Хороший инженер Илон Маск
— Ваша работа всегда была тесно связана с космосом. Какая самая амбициозная задача сейчас стоит перед российской ракетно-космической отраслью?— Надо спасать околоземный космос от космического мусора. Там 20 тысяч тонн болтается того, что никак не может на землю упасть! Потому что если ты запустил спутник на высоту 500 километров, то он у тебя на землю будет спускаться, тормозясь постепенно в маленькой разреженной атмосфере, лет 10 — и сгорит. А если ты запустил на 1100 километров — туда как раз
собирался запускать тысячи спутников для интернета Илон Маск, — то они там будут болтаться тысячелетия, сталкиваясь друг с другом, крошась и превращаясь в мелкие осколки. Если их принудительно оттуда не тормознуть. Мы с коллегами пытались толкаться в этой теме.
— У «НПО Машиностроения» были технологии по извлечению космического мусора?— Мы последние годы этой темой занимались, у нас оформлены патенты, но деньги нужны большие, и никто не хочет их тратить. На очистку всего скопившегося мусора нужно столько же, сколько было потрачено на запуск всех этих спутников. Там же еще ступени ракет болтаются, некоторые из них вдруг взрываются еще — осколки множат. Представьте, если этот осколок попадет в МКС — это пробоина насквозь!
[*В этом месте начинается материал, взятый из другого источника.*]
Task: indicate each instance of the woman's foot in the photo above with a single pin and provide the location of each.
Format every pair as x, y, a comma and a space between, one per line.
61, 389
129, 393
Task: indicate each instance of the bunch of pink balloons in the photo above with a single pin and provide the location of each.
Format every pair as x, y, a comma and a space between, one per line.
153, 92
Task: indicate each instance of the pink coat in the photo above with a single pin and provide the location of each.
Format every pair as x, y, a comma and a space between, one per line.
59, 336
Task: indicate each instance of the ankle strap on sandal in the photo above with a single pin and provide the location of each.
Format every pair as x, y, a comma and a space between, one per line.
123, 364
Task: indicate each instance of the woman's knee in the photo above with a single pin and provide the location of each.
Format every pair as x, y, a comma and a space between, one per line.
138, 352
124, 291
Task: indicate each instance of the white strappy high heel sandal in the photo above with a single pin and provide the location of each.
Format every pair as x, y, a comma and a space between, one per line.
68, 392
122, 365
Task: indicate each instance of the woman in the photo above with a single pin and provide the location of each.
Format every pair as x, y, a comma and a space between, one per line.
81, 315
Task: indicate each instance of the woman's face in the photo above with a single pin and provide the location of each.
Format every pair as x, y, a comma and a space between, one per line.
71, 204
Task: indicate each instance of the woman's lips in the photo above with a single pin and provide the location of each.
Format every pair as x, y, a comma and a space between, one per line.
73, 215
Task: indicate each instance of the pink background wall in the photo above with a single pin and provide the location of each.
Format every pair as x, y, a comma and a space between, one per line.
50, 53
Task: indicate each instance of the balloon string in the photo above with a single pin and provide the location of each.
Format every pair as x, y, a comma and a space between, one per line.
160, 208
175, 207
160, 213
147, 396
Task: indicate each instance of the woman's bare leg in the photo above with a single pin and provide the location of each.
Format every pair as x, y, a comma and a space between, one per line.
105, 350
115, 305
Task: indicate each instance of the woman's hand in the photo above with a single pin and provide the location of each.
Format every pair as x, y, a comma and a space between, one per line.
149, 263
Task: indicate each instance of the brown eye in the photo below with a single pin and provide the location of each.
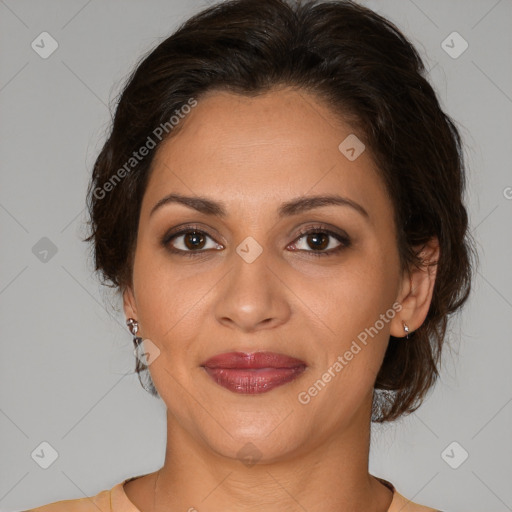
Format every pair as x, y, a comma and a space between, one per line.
189, 241
321, 242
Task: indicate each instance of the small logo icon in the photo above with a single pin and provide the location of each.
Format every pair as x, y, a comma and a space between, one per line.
454, 45
44, 250
249, 454
146, 352
351, 147
249, 249
454, 455
44, 45
45, 455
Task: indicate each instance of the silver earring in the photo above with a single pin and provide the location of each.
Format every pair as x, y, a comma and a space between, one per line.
140, 365
406, 329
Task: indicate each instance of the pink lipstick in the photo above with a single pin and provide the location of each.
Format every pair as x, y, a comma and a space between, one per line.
252, 373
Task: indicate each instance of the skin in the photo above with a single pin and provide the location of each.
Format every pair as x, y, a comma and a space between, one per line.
253, 154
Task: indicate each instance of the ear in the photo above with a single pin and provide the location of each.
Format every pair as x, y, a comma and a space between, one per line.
129, 304
416, 290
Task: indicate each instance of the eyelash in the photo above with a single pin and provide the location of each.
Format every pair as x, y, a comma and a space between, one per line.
344, 240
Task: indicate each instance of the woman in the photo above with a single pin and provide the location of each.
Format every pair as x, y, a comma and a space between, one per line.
279, 204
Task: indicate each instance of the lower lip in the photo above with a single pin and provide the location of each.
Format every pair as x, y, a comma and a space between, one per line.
253, 381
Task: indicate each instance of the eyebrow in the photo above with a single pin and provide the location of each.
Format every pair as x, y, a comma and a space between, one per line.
293, 207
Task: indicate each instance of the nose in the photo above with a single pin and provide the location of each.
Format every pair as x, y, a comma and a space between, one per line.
252, 296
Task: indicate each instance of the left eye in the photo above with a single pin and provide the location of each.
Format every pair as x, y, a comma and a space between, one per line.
321, 241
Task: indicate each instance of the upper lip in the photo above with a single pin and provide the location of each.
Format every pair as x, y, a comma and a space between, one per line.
249, 360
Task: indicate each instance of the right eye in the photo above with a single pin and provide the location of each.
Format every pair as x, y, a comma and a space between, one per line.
188, 241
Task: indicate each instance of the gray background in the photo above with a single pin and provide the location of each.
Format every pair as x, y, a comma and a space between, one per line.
66, 362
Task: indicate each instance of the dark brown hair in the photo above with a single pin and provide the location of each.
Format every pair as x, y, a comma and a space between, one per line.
366, 71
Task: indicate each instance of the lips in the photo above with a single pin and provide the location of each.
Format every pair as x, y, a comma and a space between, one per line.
253, 373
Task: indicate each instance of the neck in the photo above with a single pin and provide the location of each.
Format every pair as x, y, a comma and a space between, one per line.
329, 477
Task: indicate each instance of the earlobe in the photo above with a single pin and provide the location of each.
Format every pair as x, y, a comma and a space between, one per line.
129, 306
417, 290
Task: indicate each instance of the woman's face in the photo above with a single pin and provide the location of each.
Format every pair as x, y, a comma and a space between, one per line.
249, 281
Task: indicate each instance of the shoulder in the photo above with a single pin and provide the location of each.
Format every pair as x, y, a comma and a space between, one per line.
98, 503
402, 504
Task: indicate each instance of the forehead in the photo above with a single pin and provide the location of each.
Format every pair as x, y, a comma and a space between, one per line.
261, 149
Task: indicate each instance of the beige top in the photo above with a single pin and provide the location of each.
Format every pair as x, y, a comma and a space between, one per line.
116, 500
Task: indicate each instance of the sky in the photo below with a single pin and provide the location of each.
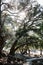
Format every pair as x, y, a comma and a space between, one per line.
39, 1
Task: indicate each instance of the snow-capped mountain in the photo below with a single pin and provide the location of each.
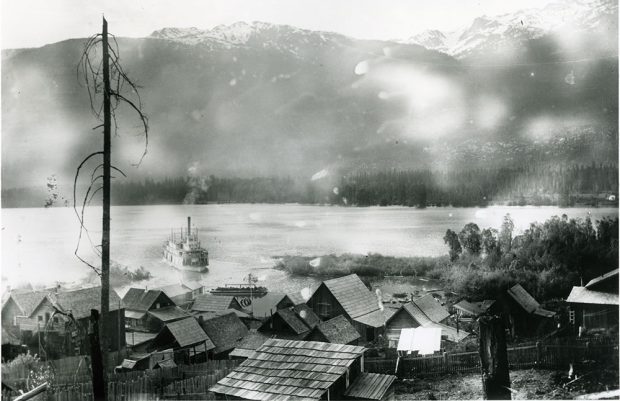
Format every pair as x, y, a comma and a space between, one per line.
488, 35
242, 34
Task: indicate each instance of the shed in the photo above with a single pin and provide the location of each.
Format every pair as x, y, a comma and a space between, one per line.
595, 306
293, 370
348, 296
371, 386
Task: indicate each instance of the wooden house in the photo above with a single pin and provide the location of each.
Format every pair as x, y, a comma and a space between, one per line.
294, 323
225, 331
523, 315
282, 369
186, 338
348, 296
337, 330
139, 302
371, 386
78, 304
248, 344
594, 307
411, 315
268, 304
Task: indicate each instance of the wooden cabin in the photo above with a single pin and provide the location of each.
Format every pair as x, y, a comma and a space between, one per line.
523, 315
225, 332
139, 302
594, 307
186, 338
293, 323
348, 296
321, 371
337, 330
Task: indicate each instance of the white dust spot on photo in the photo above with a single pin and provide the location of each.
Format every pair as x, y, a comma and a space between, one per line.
315, 262
362, 67
321, 174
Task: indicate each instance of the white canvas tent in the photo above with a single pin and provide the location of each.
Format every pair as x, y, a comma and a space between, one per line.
424, 340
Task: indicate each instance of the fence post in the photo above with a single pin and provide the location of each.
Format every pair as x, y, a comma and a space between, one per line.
494, 359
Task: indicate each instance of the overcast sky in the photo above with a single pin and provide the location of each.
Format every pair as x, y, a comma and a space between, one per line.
33, 23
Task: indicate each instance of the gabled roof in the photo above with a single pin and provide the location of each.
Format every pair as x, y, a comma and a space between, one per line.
186, 332
523, 298
582, 295
212, 303
193, 285
354, 297
268, 304
225, 331
431, 308
175, 290
338, 330
527, 302
142, 300
80, 302
607, 280
370, 386
289, 370
305, 313
27, 302
474, 308
293, 321
169, 313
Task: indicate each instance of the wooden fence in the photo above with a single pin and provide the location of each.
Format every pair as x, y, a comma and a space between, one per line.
539, 355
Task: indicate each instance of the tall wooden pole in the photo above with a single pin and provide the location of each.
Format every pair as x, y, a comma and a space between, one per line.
105, 240
494, 359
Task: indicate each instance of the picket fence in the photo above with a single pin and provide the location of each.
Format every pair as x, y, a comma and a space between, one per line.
537, 355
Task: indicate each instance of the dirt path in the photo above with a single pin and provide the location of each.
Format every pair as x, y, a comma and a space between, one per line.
527, 384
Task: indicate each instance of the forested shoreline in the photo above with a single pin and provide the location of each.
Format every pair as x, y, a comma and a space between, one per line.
576, 185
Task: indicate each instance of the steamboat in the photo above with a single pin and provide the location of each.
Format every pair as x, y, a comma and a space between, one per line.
184, 252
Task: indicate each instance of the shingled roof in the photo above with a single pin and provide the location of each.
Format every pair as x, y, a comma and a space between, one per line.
431, 308
370, 386
80, 302
527, 302
212, 303
168, 313
184, 333
338, 330
140, 299
289, 370
225, 331
27, 302
356, 299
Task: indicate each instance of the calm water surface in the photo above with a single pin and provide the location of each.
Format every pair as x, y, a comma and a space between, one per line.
38, 244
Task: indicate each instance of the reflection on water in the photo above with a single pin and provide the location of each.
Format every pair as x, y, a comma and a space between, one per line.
38, 244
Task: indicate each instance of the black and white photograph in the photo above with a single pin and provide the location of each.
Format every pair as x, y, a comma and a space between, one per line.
309, 200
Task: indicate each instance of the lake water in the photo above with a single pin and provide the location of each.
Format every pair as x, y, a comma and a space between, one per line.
38, 244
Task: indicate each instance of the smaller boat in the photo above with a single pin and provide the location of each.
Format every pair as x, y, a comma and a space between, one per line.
184, 252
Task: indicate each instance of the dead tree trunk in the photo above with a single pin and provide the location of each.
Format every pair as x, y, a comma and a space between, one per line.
494, 359
96, 359
105, 240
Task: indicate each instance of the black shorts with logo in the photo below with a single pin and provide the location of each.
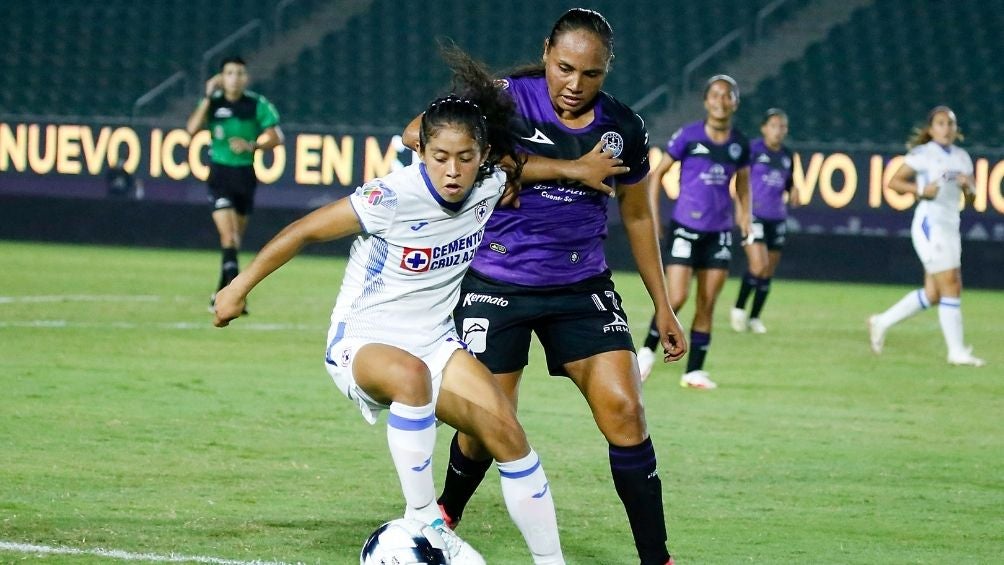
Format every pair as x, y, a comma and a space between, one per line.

— Готовых вложиться в это нет?
— Я писал в кое-какие верха обращения. Но считается, что это деньги, которые будут выброшены впустую. Никто не собирается инвестировать, пока спутники не начнет вышибать. Слава богу, что Маска заставили запускать его спутники не на тысячу километров, а на 500 — а с 500 километров спутники, даже если они ничем не снабжены тормозным, свалятся по естественным причинам после окончания срока работы.
— А что думаете про Илона Маска? Вот глава «Роскосмоса» Дмитрий Рогозин с ним часто спорит в твиттере. — Рогозин его сначала поносит, немножко принижает — а потом оказывается, что его [Маска] приходится с успехами поздравлять. Маск — выдающийся человек, выдающийся организатор прежде всего. Но и инженер хороший — это чувствуется: в фирмах — таких, как наша или у Маска, — руководитель должен быть и организатором, и инженером. И главное, что Маск и на рыночном поле сумел войти в десятку богатейших. Мы этого делать не умеем. Вот эта умелость оседлать рынок того же Илона Маска — она поражает, конечно. А создавать новое мы умеем не хуже него.
— Что ждет российскую ракетно-космическую отрасль в ближайшие десятилетия?— Смотря какой интерес будет у кого из наших заказчиков — и какие деньги на это будут выделяться. Только глупостей не надо делать — на Марс летать или еще куда-то пытаться. Людям это не нужно.
— Но все же хотят на Марс?— Я не хочу. Вы хотите?
— Я знаю, что меня не возьмут, поэтому я всерьез на этот вопрос себе никогда не отвечала.— Нет, если вы попроситесь как следует, то вас возьмут — только в одну сторону, на вас эксперимент проведут: сколько, например, вы там проживете, в марсианских условиях.
Нечего делать там — на Земле у нас много дел. Предположим, что через два миллиарда лет [с Землей что-то случится и] мы [как вид] помрем — вас это тревожит? Вот через один миллиард лет об этом стоит начинать задумываться. Но к тому времени, может, уже ясно будет, что лететь нужно не на Марс, а в Туманность Андромеды, куда добираться тысячу световых лет — и не механическим способом, а кибернетическим — передачей со скоростью света.
У нас иногда люди, которые выбивают себе у государства большие деньги на свою работу, говорят: «Ну как же! Туда же полетят американец, китаец — а русского что, не будет?» Я говорю: слава богу. Русские могут побыть прагматиками наконец.